Amr is widely regarded as the first truly dominant player in the sport of squash. Although he never became a professional athlete, he still managed to beat all the top professional players of his time, and has been called the first "professional amateur" in squash because his training for the game became the key focus of his life. In addition, Amr is considered part of the "golden age of sports in Egypt," a period spanning the 1940s and 1950s that witnessed numerous famed Egyptian sportsmen, notably swimmers and squash players. In fact, Amr himself was the "discoverer" of Mahmoud Karim, another Egyptian squash player who dominated the British Open in the postwar period. Karim recalled in a 1965 interview how he had been secretly practicing squash when he was young at the Gezira Sporting Club, where he worked as a ball boy. When Amr, a club member, once saw him using his racket without permission, he reprimanded him. After Karim stated he liked the game, Amr was eager to show him that "squash was only for blue bloods and rich people" and thus challenged him to play with him. Amr lost, which was his first ever defeat, thereby jumpstarting Karim's career.

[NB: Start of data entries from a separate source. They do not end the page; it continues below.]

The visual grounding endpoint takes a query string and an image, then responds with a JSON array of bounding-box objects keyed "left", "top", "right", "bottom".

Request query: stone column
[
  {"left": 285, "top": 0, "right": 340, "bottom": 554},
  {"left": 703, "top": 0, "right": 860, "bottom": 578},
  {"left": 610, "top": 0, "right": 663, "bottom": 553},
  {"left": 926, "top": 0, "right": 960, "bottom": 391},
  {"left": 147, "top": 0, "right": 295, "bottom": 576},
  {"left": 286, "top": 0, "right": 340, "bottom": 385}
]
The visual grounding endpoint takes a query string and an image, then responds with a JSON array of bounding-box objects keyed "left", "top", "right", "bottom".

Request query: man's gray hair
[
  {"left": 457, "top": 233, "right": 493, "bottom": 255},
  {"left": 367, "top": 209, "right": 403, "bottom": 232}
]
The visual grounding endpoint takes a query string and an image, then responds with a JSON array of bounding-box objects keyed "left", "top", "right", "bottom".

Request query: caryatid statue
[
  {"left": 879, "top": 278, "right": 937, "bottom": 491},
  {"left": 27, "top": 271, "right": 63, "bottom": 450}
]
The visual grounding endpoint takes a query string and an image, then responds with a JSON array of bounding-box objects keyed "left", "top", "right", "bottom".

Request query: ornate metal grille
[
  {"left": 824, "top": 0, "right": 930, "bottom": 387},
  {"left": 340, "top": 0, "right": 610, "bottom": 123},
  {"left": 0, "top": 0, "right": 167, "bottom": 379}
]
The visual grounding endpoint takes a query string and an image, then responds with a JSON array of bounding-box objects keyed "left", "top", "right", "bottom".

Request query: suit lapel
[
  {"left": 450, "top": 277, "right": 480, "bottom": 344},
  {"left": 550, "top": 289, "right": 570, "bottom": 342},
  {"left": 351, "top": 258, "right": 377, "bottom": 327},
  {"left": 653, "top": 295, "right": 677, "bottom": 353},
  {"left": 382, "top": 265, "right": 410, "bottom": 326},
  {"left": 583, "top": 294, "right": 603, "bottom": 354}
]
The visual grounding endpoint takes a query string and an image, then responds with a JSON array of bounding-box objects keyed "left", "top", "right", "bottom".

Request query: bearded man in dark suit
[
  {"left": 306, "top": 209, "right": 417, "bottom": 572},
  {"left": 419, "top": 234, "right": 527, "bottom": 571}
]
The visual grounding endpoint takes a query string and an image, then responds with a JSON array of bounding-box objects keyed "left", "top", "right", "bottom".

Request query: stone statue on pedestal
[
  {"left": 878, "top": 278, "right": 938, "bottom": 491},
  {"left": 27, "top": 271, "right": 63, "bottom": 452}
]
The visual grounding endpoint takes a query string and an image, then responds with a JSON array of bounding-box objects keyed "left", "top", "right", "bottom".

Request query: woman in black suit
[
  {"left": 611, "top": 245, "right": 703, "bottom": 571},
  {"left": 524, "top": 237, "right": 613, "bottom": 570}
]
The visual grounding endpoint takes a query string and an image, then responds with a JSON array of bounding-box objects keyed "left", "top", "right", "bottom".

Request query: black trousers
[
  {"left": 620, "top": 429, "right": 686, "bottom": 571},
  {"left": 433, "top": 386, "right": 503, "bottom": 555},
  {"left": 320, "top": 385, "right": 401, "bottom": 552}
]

On 28 November 2009, Amr was posthumously honoured with the World Squash Awards' Lifetime Achievement Award. Event organizer Peter Nicol, himself a former World No. 1, stated that Amr "is widely considered to have raised the level of the sport of squash to new heights through both his outstanding racket skills and his exceptional speed and fitness, hence his nickname the "Human Streak of Lightning"." Since the 2009 Awards were dominated by Egyptian players such as Karim Darwish (Player of the Year) and Mohamed El Shorbagy (Young Player of the Year), Nicol paid tribute to Amr by describing him as "the first building block that created the foundation for Egyptian squash that has been carried on and is no better illustrated than by the recipients of this evening's other awards." Amr's award was collected by James Sandwith, the squash chairman of the Royal Automobile Club, which was the site of several of Amr's victories.